Is there any suitable protocol for isolation of soluble and insoluble fraction of amyloid beta from drosophila head?
Dear Sandeep,
there are a few protocols out there for protein extraction. Have a look at the following for a start and do some more searches:
http://link.springer.com/content/pdf/10.1007%2F978-1-59745-257-1_27.pdf
The running and western conditions you need to use depend on what your set up is. Ie using mini gels, mode of transfer etc. I do not think that you need anything special so you can adopt a standard western procedure available on the net. Just make sure that the membrane size for transfer is correct for your protein size.
Cheers
about the western, probably you should use a tris-ticine gel, (a kind of "gradient" gel), wich is useful to separate small proteins, like a betta. I send to you a protocol with a brief explanation, also with the recipes, I think it is useful. you should start with 30 V until sample has enter stackin gel, and increase up to 120 V.
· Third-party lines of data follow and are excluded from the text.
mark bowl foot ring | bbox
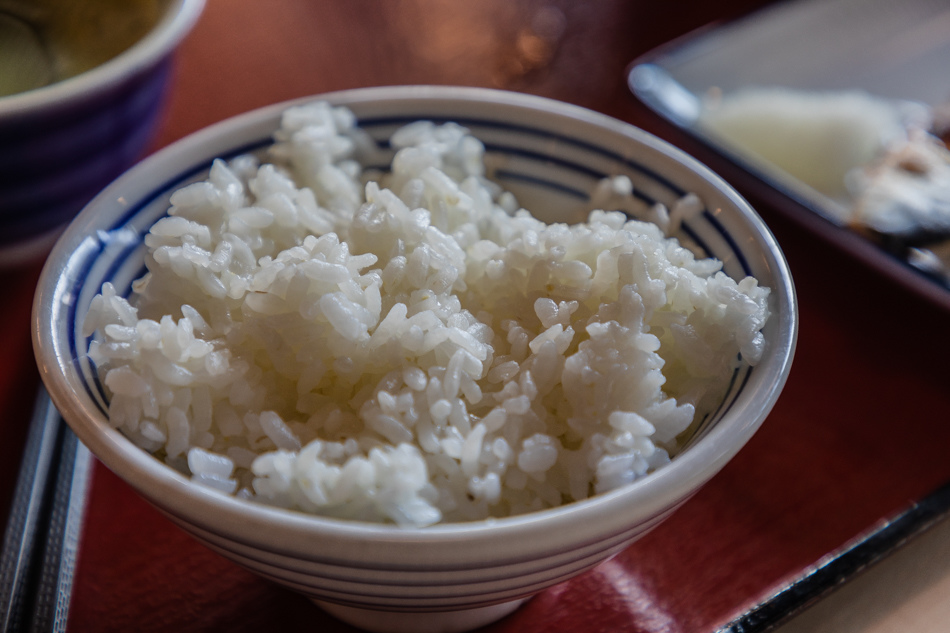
[314,598,527,633]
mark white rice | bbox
[85,103,768,526]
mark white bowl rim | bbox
[0,0,205,117]
[33,86,798,552]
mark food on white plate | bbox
[84,102,769,526]
[700,87,950,284]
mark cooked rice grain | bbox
[85,103,768,526]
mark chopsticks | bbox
[0,388,92,633]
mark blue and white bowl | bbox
[0,0,204,266]
[34,87,797,631]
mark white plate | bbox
[628,0,950,309]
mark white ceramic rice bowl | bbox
[33,87,797,631]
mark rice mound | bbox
[84,102,769,526]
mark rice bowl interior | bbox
[34,87,796,632]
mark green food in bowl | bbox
[0,0,168,97]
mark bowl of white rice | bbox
[34,86,797,631]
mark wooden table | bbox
[7,0,950,633]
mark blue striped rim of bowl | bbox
[66,114,753,444]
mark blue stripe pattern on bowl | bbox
[67,115,754,445]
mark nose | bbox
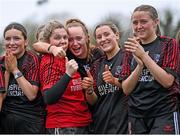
[9,39,14,44]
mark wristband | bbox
[48,45,52,52]
[14,71,23,79]
[86,89,94,95]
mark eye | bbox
[76,36,82,41]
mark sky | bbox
[0,0,180,36]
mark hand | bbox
[50,46,66,58]
[124,38,145,58]
[65,57,78,77]
[5,50,18,73]
[102,65,115,84]
[82,70,94,90]
[133,54,144,67]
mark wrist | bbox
[86,88,94,95]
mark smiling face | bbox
[49,28,68,51]
[132,11,159,43]
[4,28,27,58]
[95,25,119,56]
[68,26,88,59]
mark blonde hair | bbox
[131,5,161,36]
[94,22,120,43]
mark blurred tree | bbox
[160,9,180,37]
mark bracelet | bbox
[14,71,23,79]
[48,44,52,52]
[86,89,94,95]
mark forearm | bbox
[114,77,122,88]
[141,54,174,88]
[44,74,71,104]
[122,65,143,95]
[12,69,38,101]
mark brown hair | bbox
[133,5,161,36]
[3,22,27,40]
[43,20,66,42]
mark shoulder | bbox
[159,36,176,45]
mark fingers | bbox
[86,70,93,78]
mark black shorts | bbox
[46,127,88,135]
[128,112,179,135]
[0,114,45,134]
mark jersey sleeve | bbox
[162,39,179,77]
[40,55,65,91]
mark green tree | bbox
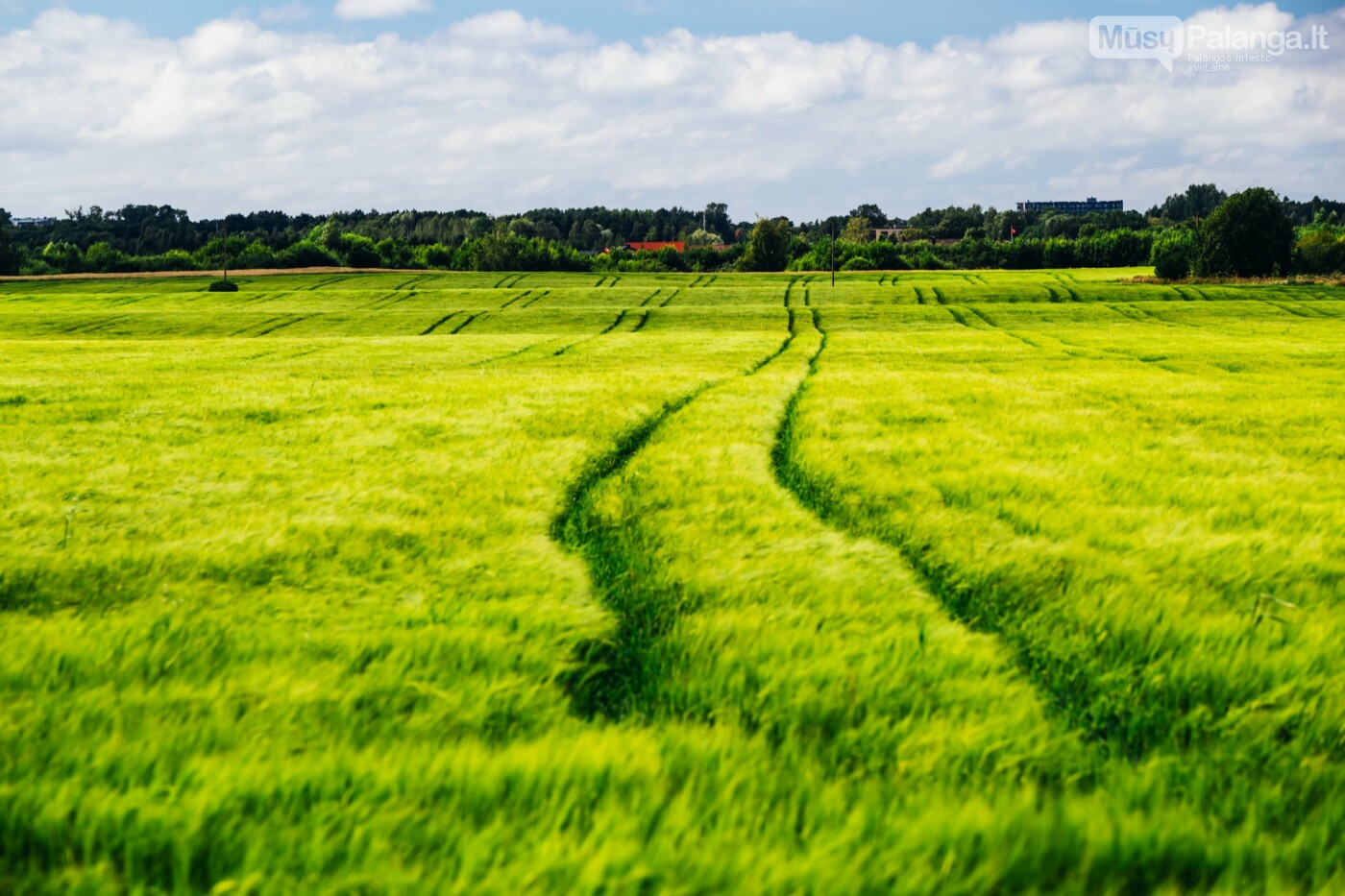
[1298,228,1345,273]
[1149,183,1228,221]
[848,202,888,228]
[686,228,723,249]
[841,217,873,242]
[740,218,790,271]
[1149,228,1198,279]
[0,208,19,276]
[1196,187,1294,278]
about the transference, because a betta is a small protein, you should use a transfer with methanol 20%, to allow transfer small proteins. and also try to make semidry transference.
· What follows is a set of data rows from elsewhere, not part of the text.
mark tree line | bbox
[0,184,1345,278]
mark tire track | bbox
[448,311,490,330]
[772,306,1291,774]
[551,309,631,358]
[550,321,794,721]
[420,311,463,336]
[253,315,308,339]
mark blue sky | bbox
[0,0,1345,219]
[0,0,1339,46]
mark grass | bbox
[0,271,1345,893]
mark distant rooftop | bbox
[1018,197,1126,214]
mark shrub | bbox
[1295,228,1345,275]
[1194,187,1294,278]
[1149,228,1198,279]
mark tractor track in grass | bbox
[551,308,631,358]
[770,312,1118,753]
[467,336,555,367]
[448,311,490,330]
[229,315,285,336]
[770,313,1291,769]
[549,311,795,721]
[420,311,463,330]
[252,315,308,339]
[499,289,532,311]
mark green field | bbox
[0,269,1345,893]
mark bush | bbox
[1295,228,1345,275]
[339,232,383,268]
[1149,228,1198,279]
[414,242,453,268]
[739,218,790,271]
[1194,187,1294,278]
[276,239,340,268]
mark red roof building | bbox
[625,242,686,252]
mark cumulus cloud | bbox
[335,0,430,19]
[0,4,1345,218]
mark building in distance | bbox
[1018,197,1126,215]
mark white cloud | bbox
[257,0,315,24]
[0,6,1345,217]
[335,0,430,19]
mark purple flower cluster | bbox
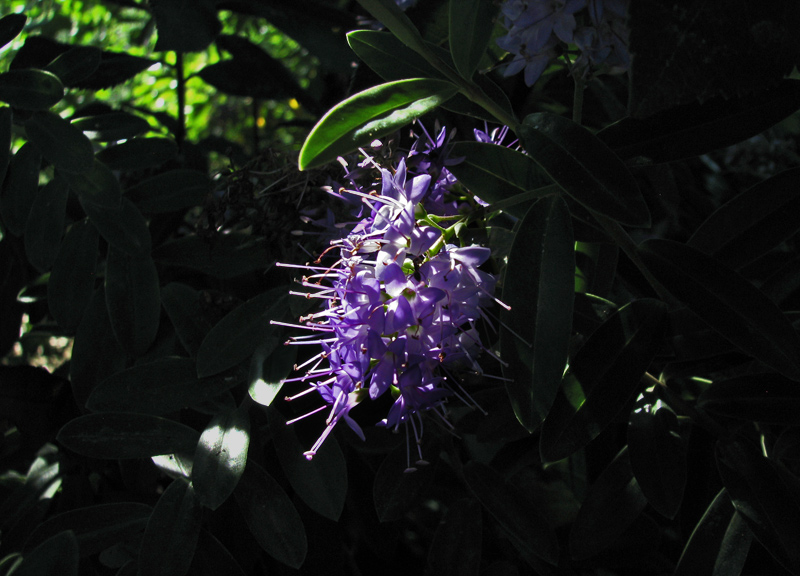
[497,0,630,86]
[278,131,495,469]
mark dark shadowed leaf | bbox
[25,176,68,272]
[0,69,64,110]
[539,299,667,462]
[569,448,647,560]
[674,488,753,576]
[628,392,687,518]
[125,169,211,214]
[639,240,800,380]
[197,286,288,377]
[25,112,94,172]
[105,245,161,358]
[0,142,42,236]
[697,373,800,426]
[47,218,100,332]
[23,502,153,557]
[152,0,217,52]
[0,14,28,48]
[14,530,78,576]
[97,138,178,172]
[449,0,498,80]
[464,462,559,565]
[716,442,800,573]
[688,168,800,268]
[267,410,347,522]
[139,478,203,576]
[500,196,575,432]
[597,80,800,162]
[517,112,650,227]
[299,78,458,170]
[86,357,241,416]
[428,498,482,576]
[57,412,200,459]
[234,460,308,569]
[192,402,250,510]
[72,112,150,142]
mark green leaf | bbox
[97,138,177,172]
[449,0,498,80]
[674,488,753,576]
[628,392,687,518]
[428,498,482,576]
[539,299,667,462]
[23,502,153,558]
[697,373,800,426]
[139,478,203,576]
[197,286,288,377]
[153,0,217,52]
[517,112,650,228]
[639,239,800,380]
[56,412,200,459]
[14,530,78,576]
[46,46,103,86]
[153,232,274,279]
[86,357,242,416]
[716,442,800,573]
[105,245,161,358]
[500,196,575,432]
[25,112,94,173]
[125,169,211,214]
[25,175,68,272]
[464,461,559,566]
[298,78,458,170]
[687,168,800,268]
[0,14,28,48]
[47,218,100,332]
[234,460,308,569]
[447,142,553,218]
[72,112,150,142]
[267,409,347,522]
[192,403,250,510]
[0,142,42,236]
[0,68,64,110]
[569,448,647,560]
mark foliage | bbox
[0,0,800,575]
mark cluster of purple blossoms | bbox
[497,0,630,86]
[284,131,496,470]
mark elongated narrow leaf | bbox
[688,168,800,268]
[539,299,667,462]
[23,502,153,557]
[569,448,647,560]
[717,442,800,573]
[448,0,498,80]
[25,112,94,172]
[674,488,753,576]
[0,68,64,110]
[299,78,458,170]
[517,112,650,227]
[192,404,250,510]
[464,462,559,565]
[86,357,241,416]
[234,460,308,569]
[106,245,161,357]
[500,196,575,432]
[47,218,100,332]
[57,412,200,459]
[628,392,687,518]
[639,240,800,380]
[139,478,203,576]
[25,176,68,272]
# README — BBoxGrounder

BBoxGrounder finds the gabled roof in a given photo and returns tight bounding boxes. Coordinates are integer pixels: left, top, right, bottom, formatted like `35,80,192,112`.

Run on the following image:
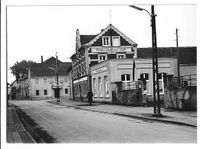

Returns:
30,57,72,77
80,35,97,45
85,24,137,45
137,47,197,64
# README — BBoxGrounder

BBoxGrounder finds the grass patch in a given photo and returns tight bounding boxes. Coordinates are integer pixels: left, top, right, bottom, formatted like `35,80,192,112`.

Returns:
16,108,56,143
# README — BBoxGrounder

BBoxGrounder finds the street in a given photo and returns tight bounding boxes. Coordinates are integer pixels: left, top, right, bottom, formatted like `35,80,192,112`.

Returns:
9,100,197,143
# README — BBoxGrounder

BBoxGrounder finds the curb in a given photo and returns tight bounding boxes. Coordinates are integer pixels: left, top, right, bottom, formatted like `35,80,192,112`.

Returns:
49,102,197,128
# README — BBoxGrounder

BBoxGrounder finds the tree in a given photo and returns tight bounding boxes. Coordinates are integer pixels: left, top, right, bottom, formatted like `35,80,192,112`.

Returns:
10,60,35,82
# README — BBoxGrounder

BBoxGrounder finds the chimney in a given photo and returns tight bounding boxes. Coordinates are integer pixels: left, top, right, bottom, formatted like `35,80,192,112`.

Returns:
41,56,43,63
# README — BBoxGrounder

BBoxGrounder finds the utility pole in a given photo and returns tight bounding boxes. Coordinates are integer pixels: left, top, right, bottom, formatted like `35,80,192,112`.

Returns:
130,5,162,117
176,28,180,86
56,52,60,102
151,5,162,116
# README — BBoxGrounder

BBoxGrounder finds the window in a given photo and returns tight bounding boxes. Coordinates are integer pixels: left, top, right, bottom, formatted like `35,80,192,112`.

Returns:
65,88,68,94
36,90,40,96
99,54,107,62
104,76,109,97
112,36,120,46
121,74,131,82
158,73,166,94
44,89,47,95
44,79,47,84
93,78,97,97
102,36,110,46
36,79,39,84
64,78,68,82
140,73,149,92
98,77,103,97
117,54,125,59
we run abetta from mammalian cell cultures, and those conditions worked very well.
best,
Thank you very much Dr. Aniko and Dr. Balmaceda for giving me such valuable suggestion. but one thing more i want to know which not directly related to western but protein isolation.
I had tried few buffers for the protein isolation from drosophila head but i am not satisfied. So please suggest me the suitable buffer used for protein isolation from drosophila head for the purpose of western for amyloid beta. please help me by providing complete recipe. thanks in advance.
Hi Sandeep,
You can try immuno-precipitation. I did western blots for amyloid from cell lysates and for detailed procedure look at the following paper.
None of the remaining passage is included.